Bu konuda bir dava adamı olarak Resulullahın yaşantısı Müslümanlar için en iyi örnektir.

Kureyşli müşrikler peygamber Efendimiz'(s.a.v.)e davasını bırakması karşılığında makam, mevki, Mekke’nin en güzel kızlarını ve Mekke’nin yöneticiliğini teklif etmişlerdi. Peygamber efendimiz (s.a.v )  müşriklere cevabı: “Güneşi sağ elime Ayı sol elime verseniz yine de bu davadan vazgeçmem “ şeklinde olmuştur.

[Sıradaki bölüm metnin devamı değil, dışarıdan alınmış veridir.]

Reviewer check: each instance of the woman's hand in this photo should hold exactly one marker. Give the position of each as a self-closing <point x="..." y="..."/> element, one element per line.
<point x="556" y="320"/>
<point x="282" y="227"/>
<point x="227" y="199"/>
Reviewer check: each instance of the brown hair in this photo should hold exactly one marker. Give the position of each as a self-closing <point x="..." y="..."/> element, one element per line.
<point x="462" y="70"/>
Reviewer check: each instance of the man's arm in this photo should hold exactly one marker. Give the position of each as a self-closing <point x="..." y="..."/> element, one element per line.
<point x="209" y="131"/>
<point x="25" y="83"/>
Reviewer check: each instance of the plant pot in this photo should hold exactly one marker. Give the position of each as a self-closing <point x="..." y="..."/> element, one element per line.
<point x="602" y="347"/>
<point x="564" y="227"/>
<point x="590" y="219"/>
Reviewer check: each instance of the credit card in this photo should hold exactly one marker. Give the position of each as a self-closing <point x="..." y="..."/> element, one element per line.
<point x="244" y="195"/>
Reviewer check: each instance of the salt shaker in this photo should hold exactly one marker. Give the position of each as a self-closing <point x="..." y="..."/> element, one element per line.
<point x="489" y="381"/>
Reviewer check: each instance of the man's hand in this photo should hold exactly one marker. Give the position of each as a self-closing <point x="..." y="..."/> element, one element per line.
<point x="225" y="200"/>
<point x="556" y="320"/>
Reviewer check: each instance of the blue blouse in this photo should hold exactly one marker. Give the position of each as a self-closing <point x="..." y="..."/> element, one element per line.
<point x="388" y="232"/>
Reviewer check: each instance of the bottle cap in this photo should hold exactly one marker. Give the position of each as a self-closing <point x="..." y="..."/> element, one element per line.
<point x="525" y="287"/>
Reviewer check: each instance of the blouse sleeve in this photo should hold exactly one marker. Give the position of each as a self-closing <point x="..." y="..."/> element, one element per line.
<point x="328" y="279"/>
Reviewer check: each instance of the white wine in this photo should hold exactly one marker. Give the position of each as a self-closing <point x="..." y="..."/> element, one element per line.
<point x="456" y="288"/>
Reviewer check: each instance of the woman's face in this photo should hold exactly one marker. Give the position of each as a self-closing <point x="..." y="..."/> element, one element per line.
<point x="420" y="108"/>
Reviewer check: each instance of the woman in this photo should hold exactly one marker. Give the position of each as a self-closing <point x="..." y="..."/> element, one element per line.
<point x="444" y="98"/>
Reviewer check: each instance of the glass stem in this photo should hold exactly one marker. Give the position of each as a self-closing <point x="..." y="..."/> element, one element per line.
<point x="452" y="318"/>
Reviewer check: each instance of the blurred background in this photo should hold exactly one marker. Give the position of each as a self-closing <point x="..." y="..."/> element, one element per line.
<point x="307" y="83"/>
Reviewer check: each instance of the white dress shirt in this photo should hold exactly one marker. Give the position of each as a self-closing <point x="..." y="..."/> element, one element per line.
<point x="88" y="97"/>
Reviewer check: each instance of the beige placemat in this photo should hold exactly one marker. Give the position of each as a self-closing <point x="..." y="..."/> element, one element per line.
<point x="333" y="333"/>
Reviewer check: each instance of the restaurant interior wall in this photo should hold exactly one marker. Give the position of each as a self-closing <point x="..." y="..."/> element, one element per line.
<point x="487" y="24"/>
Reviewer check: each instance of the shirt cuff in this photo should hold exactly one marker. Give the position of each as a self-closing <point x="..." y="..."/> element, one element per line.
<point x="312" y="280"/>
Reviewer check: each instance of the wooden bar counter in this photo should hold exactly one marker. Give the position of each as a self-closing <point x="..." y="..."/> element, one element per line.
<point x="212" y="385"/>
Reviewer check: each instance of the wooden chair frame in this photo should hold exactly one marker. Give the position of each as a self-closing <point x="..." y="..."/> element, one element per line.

İbrahim olmayı isteyen, aynı zamanda ateşe atılmayı da göze almıştır. Yusuf gibi olmanın yolu, davası uğruna yıllarca hapishanede çile çekmeyi önceden kabullenmektir. Dava adamı olarak ölmek, sahabe gibi yaşamaya bağlıdır. Bunları birbirinden ayrı düşünmek imkânsızdır. Şehadeti arzulayıp can pazarından kaçmak olacak şey değildir. Bediüzzaman: “Beni nefsini kurtarmayı düşünen bir adam mı zannediyorlar? Ben, cemiyetin imanını kurtarma yolunda dünyamı da feda ettim, ahretimi de." diyor...

Dava adamı, davası uğrunda yaşamayı ve ölmeyi bilen ve başaran kimsedir. Davası uğrunda yaşamayı ve ölmeyi göze almanın derdini dert edinen kimsedir. Bundan ötürüdür ki, dava, dava adamının sağlık ve varlık sebebi olmuştur.
Dava adamı, Allah yolunda cihad etmekten usanan değil, şehadet sevdasına susayan kimsedir.

Bir dava ne kadar hak olursa olsun, onun için canını verebilecek dava insanları olmadığı müddetçe o dava mağlup olmaya mahkûmdur. Dava, fedakâr ruhlu insanların omuzlarında kemale ulaşır.

Kuşkusuz insanlık için en büyük dava İslam davasıdır. Yani insanın tüm gayretini sarf ederek Yüce Allah'ı (c.c) razı etme davasıdır.

Dava adamı olmayan heva adamı olur. Yani nefsi tatmin etme, gençliği yaşama, heva heves peşinde koşmayı dava edinir. Her Müslüman Allahın davasına sıkıca sarılmalıdır. Kurtuluşun bu davada olduğunun bilincinde olmalıdır.

Son olarak şunu söyleyebiliriz ki dava adamı demek, davranışlarında, insani ilişkilerinde, yönetimde kısaca hayatın bütün yönlerinde Allah (c.c.)’a kul olmaya çalışmanın gayreti ve mücadelesinin ismidir.